We would like to thank Mark B. Faries, Alistair J. Cochran and John F. Thompson for their correspondence (MSLT-I—response of clinical trial investigators. Nat. Rev. Clin. Oncol.; 10.1038/nrclinonc.2014.65-c1),1 in response to our News and Views article (Why is sentinel lymph node biopsy 'standard of care' for melanoma? Nat. Rev. Clin. Oncol. 11, 245–246; 2014).2

The interpretation of the final results of the Multicenter Selective Lymphadenectomy Trial (MSLT-I) continues to be debated. All agree that sentinel-lymph-node biopsy (SLNB) in patients with melanoma has value as a staging tool that predicts prognosis, and can be used for this purpose if the patient and their physicians wish. The debate is focused on whether SLNB use can improve the overall survival of patients with melanoma. The essence of this debate devolves to the question of whether an elective lymph-node dissection (ELND; in this case directed by SLNB) can affect survival of patients with melanoma.

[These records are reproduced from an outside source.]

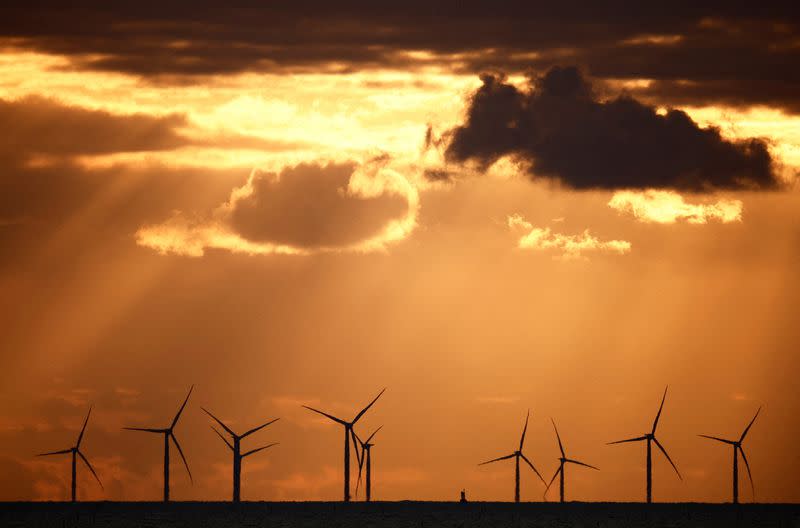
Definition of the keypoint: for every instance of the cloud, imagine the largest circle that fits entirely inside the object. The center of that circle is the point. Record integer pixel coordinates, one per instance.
(566, 134)
(46, 127)
(665, 207)
(567, 247)
(722, 52)
(308, 208)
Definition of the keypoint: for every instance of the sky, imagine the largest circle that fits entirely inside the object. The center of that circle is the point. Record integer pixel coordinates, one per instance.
(556, 208)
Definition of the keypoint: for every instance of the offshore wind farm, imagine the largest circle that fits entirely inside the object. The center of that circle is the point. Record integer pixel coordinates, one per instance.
(404, 263)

This question has been addressed by four prior randomized studies, all of which failed to show an improvement in overall survival.3,4,5,6 Although all of these studies can be legitimately criticized (mostly for inadequate power), failing to show a survival benefit in a flawed study cannot allow one to conclude that benefit must be there. These prior studies provided the best data available before the results of the MSLT-I trial were published, and they did not show a benefit. MSLT-I is also susceptible to criticism regarding the benefit of ELND because it defines lymph-node involvement in the two arms by different criteria when survival is compared in this subset of patients.7 Regardless, the primary end point of MSLT-I, melanoma-specific survival, was not significantly different after 1,270 patients were randomly assigned to observation or to SLNB and ELND, if node positive, and followed for over 10 years.7 Fortunately, the definitive study on this issue is underway; MSLT-II is randomizing patients with a positive SLNB to undergo or not undergo an ELND.8 If this trial shows an improvement in overall survival, then the value of SLNB in defining a population that can benefit from ELND will be established and this approach should become the standard of care. If the survival advantage of node-positive patients in MSLT-I is an accurate estimate of the size of the benefit of ELND, then it might only require approximately 250 patients in each arm of MSLT-II to show a significant benefit. With a targeted accrual of 1,925 patients, this study should be able to firmly close the door on a debate that has raged in various incarnations for over 30 years.